Although I knew this book was the second in a series, I hadn’t read the first, so I wasn’t really sure what to expect. It was very quickly clear (at least to me) that “The Eye of Nefertiti” is aimed at slightly older children – perhaps pre- or early-teen (though, if this is the case, it should be said that some of the language might be a touch coarse).

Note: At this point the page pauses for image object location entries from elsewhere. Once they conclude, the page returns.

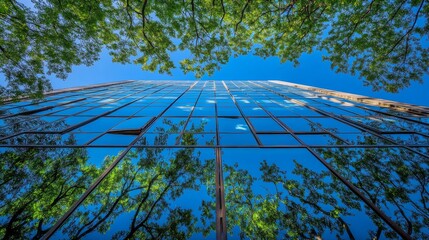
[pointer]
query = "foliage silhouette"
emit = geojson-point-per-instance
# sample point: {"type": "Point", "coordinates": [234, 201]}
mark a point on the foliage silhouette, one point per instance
{"type": "Point", "coordinates": [381, 41]}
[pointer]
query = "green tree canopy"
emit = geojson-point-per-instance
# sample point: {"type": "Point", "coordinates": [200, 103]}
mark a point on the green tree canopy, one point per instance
{"type": "Point", "coordinates": [383, 42]}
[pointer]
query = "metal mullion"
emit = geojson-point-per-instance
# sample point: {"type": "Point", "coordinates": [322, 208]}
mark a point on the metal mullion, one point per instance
{"type": "Point", "coordinates": [359, 115]}
{"type": "Point", "coordinates": [346, 121]}
{"type": "Point", "coordinates": [73, 115]}
{"type": "Point", "coordinates": [189, 116]}
{"type": "Point", "coordinates": [76, 204]}
{"type": "Point", "coordinates": [349, 185]}
{"type": "Point", "coordinates": [90, 108]}
{"type": "Point", "coordinates": [252, 130]}
{"type": "Point", "coordinates": [221, 229]}
{"type": "Point", "coordinates": [45, 101]}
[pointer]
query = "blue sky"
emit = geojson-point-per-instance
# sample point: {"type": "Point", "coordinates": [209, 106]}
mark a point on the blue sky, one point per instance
{"type": "Point", "coordinates": [311, 71]}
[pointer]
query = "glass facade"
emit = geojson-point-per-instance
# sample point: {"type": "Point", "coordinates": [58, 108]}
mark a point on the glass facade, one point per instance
{"type": "Point", "coordinates": [212, 159]}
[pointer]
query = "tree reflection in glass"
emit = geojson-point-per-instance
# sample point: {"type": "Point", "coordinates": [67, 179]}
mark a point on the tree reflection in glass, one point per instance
{"type": "Point", "coordinates": [151, 193]}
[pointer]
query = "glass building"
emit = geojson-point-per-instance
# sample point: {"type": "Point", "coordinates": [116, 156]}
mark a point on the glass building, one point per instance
{"type": "Point", "coordinates": [213, 159]}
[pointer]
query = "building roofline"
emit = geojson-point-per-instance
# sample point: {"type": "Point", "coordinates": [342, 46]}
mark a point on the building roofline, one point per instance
{"type": "Point", "coordinates": [398, 106]}
{"type": "Point", "coordinates": [73, 89]}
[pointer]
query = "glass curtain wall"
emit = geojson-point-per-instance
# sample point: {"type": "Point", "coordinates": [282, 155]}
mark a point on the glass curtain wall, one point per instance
{"type": "Point", "coordinates": [211, 159]}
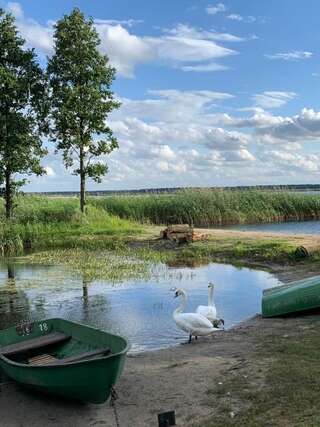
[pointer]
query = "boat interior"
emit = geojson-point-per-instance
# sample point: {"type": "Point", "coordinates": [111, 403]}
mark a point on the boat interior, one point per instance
{"type": "Point", "coordinates": [55, 348]}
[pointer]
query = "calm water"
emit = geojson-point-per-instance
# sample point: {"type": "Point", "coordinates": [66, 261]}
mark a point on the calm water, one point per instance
{"type": "Point", "coordinates": [302, 227]}
{"type": "Point", "coordinates": [139, 310]}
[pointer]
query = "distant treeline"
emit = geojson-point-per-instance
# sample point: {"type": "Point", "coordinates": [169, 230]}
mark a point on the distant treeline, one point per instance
{"type": "Point", "coordinates": [207, 208]}
{"type": "Point", "coordinates": [291, 187]}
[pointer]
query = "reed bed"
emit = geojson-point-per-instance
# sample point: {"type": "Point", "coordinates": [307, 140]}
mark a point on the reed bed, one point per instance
{"type": "Point", "coordinates": [204, 208]}
{"type": "Point", "coordinates": [43, 223]}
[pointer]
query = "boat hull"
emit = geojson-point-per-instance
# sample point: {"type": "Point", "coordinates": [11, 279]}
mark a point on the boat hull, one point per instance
{"type": "Point", "coordinates": [294, 297]}
{"type": "Point", "coordinates": [88, 380]}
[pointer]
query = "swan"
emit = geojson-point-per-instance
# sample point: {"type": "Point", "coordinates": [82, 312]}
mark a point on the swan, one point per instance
{"type": "Point", "coordinates": [193, 323]}
{"type": "Point", "coordinates": [210, 311]}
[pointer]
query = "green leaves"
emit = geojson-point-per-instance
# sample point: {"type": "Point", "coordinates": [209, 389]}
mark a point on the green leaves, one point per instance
{"type": "Point", "coordinates": [80, 78]}
{"type": "Point", "coordinates": [23, 109]}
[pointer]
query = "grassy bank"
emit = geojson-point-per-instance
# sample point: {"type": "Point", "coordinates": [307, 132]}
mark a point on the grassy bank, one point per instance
{"type": "Point", "coordinates": [44, 223]}
{"type": "Point", "coordinates": [213, 207]}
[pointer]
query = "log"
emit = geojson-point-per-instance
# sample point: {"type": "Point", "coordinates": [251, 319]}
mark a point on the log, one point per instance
{"type": "Point", "coordinates": [179, 228]}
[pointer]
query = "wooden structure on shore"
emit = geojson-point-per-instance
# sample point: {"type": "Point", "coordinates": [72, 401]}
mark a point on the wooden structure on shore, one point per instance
{"type": "Point", "coordinates": [182, 233]}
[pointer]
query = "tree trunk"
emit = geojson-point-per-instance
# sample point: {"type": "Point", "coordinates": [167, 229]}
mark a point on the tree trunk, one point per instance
{"type": "Point", "coordinates": [82, 184]}
{"type": "Point", "coordinates": [8, 194]}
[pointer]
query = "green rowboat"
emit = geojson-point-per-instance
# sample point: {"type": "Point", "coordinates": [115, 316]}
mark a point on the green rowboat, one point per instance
{"type": "Point", "coordinates": [290, 298]}
{"type": "Point", "coordinates": [64, 358]}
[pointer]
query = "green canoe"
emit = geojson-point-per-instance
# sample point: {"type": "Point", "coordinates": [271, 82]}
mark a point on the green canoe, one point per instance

Straight away this book is light-hearted and fun, tinged with a great harmless humour throughout. Although it is a sequel, it is touted also as a “stand-alone” edition, but I did find the very token recap in its first chapter a touch vague, and I felt that perhaps more should have been made of the backstory; though this may be because of my more mature years - a younger audience might consider the backstory of less importance, and perhaps it doesn’t matter too much; “The Eye of Nefertiti” is about a talking cat, living with an Egyptian High Priest and the reincarnation of his Pharaoh in a baby, in modern-day New York - if the story of how they all got to this point is a tale for another book, then I won’t hold this against it. Immediately beyond the small reference to the prequel, the characters and the reader are thrown straight into Wrappa-Hamen’s (the cat) next set of high jinks.

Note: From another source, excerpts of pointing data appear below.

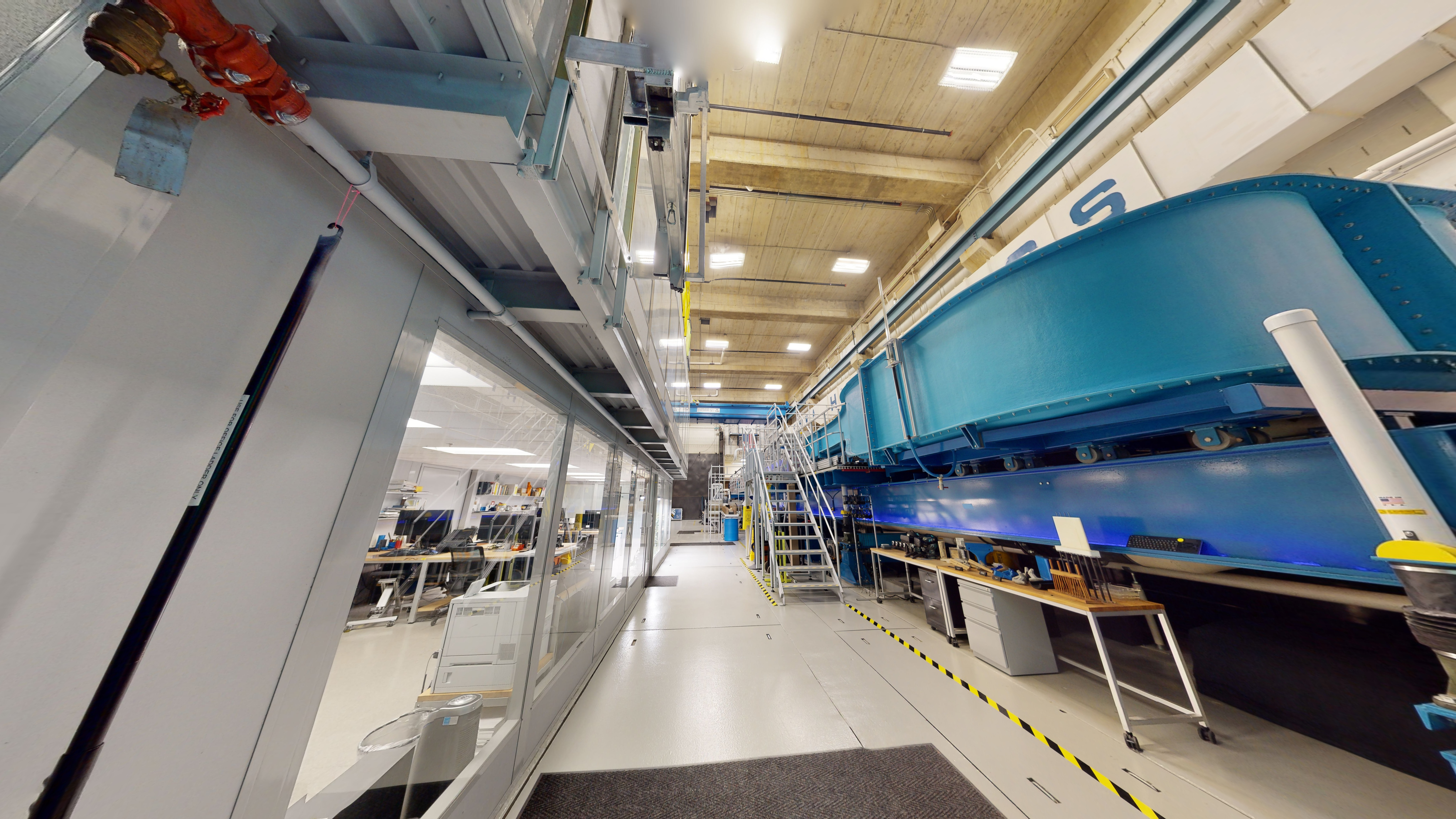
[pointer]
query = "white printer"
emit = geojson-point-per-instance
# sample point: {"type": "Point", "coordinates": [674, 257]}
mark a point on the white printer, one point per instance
{"type": "Point", "coordinates": [484, 638]}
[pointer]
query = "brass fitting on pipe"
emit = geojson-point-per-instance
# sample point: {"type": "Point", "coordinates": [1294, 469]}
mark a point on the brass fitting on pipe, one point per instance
{"type": "Point", "coordinates": [127, 40]}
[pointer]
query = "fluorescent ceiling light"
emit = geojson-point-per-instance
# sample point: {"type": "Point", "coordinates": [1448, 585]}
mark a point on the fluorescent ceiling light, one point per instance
{"type": "Point", "coordinates": [720, 261]}
{"type": "Point", "coordinates": [978, 69]}
{"type": "Point", "coordinates": [480, 451]}
{"type": "Point", "coordinates": [768, 52]}
{"type": "Point", "coordinates": [449, 377]}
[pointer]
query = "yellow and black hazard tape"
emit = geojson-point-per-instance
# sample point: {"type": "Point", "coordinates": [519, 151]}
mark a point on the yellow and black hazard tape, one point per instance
{"type": "Point", "coordinates": [1024, 725]}
{"type": "Point", "coordinates": [759, 582]}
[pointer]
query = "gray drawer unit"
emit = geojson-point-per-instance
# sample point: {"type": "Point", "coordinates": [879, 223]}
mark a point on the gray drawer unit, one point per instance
{"type": "Point", "coordinates": [1007, 630]}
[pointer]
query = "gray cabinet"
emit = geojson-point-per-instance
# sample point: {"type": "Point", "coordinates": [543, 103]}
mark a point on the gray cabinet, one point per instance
{"type": "Point", "coordinates": [1007, 630]}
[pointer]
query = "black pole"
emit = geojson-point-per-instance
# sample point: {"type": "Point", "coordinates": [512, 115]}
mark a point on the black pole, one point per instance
{"type": "Point", "coordinates": [65, 785]}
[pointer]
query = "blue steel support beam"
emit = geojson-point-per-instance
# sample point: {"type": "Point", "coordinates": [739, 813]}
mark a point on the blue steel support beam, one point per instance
{"type": "Point", "coordinates": [408, 78]}
{"type": "Point", "coordinates": [1177, 39]}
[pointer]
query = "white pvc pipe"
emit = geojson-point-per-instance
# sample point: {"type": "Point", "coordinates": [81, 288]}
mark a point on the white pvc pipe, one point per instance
{"type": "Point", "coordinates": [368, 183]}
{"type": "Point", "coordinates": [1404, 162]}
{"type": "Point", "coordinates": [1388, 481]}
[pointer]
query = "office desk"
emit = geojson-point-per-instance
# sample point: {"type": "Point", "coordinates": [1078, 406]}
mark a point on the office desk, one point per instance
{"type": "Point", "coordinates": [1094, 611]}
{"type": "Point", "coordinates": [424, 572]}
{"type": "Point", "coordinates": [953, 632]}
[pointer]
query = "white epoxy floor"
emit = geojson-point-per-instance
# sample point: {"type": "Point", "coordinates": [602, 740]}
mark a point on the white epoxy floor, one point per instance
{"type": "Point", "coordinates": [710, 671]}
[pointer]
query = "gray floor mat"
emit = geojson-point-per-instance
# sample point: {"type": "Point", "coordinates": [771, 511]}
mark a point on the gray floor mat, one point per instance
{"type": "Point", "coordinates": [893, 783]}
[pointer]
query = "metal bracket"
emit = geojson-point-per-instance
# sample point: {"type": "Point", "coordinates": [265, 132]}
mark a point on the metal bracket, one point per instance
{"type": "Point", "coordinates": [599, 251]}
{"type": "Point", "coordinates": [973, 436]}
{"type": "Point", "coordinates": [619, 305]}
{"type": "Point", "coordinates": [542, 161]}
{"type": "Point", "coordinates": [692, 100]}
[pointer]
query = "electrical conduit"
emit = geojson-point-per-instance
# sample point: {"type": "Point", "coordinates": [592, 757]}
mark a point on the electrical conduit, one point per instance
{"type": "Point", "coordinates": [366, 180]}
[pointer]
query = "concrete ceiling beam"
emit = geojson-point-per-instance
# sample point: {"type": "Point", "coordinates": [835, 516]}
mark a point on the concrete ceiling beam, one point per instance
{"type": "Point", "coordinates": [710, 371]}
{"type": "Point", "coordinates": [742, 162]}
{"type": "Point", "coordinates": [764, 308]}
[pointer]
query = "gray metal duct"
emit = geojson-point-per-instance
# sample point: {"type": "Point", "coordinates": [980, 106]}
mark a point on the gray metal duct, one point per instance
{"type": "Point", "coordinates": [366, 180]}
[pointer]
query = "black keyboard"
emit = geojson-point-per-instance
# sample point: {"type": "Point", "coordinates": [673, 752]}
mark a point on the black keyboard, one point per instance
{"type": "Point", "coordinates": [1184, 546]}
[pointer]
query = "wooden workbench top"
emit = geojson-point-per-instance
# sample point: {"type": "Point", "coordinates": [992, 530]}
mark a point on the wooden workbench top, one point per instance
{"type": "Point", "coordinates": [1055, 598]}
{"type": "Point", "coordinates": [381, 557]}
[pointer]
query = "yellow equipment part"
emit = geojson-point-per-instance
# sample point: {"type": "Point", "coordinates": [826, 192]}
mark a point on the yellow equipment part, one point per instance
{"type": "Point", "coordinates": [1416, 550]}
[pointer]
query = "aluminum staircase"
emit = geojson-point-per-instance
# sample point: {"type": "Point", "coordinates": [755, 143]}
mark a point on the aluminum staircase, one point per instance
{"type": "Point", "coordinates": [785, 496]}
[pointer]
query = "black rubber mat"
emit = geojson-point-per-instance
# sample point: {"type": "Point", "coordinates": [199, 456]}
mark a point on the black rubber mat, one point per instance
{"type": "Point", "coordinates": [895, 783]}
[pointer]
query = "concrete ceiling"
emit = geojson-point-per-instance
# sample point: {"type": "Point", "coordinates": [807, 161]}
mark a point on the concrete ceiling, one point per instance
{"type": "Point", "coordinates": [822, 192]}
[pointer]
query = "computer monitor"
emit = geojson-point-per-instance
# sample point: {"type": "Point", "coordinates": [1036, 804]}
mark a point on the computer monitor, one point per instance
{"type": "Point", "coordinates": [424, 527]}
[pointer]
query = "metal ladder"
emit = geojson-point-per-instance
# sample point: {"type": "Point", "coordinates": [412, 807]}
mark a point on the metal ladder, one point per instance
{"type": "Point", "coordinates": [787, 498]}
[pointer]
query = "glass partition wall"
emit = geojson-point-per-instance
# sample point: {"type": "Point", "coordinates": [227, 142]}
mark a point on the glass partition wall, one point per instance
{"type": "Point", "coordinates": [577, 578]}
{"type": "Point", "coordinates": [445, 605]}
{"type": "Point", "coordinates": [502, 547]}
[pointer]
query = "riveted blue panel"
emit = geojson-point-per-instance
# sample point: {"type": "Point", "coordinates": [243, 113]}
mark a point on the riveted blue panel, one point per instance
{"type": "Point", "coordinates": [1161, 301]}
{"type": "Point", "coordinates": [1292, 506]}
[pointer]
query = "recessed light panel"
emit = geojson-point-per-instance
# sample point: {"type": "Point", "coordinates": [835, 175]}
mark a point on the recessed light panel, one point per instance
{"type": "Point", "coordinates": [978, 69]}
{"type": "Point", "coordinates": [720, 261]}
{"type": "Point", "coordinates": [478, 451]}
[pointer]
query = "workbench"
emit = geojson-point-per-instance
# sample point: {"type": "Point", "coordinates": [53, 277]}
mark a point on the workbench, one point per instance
{"type": "Point", "coordinates": [1091, 610]}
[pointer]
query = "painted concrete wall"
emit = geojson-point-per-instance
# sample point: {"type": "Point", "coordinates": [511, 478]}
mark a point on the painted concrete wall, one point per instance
{"type": "Point", "coordinates": [130, 324]}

The story is a touch tenuous, and never really seems to develop – in fact, it is so briefly outlined that it gets a touch lost; this book is essentially then “The Adventures of Wrappa-Hamen”, and the story is more of a direction than a solid factor. I think this is a bit of a shame, to be honest, because when the book is over, and the story has revealed itself fully, it is actually very good, with a strong sense of mysticism and a touch of evil, not to mention real poignancy and melancholy; I do feel Maria has done her lovely story an injustice by allowing its relevance to fade into obscurity behind Nefertiti’s light-hearted and slapstick monologue. I would have liked to have seen a lot more made of Nefertiti’s “deal” with Seth, and a much greater emphasis, at times, on the threat in the story. I know this may not have been the book Maria was trying to produce, but even in kids’ stories fear and danger are essential elements to fantasy (think Harry Potter, or even most Pixar movies), and a menacing adversary would have improved it. I do feel the book served more of a purpose to satisfy Maria’s own fun and enjoyment, as well as her love of ancient Egypt and cats, as well as our own city of Bath; of course, this is great: writing should be about having fun. It’s always nice to see authors writing about things they like, and revelling in their childhood interests, particularly if their intention is to encourage today’s children to share in their enthusiasm.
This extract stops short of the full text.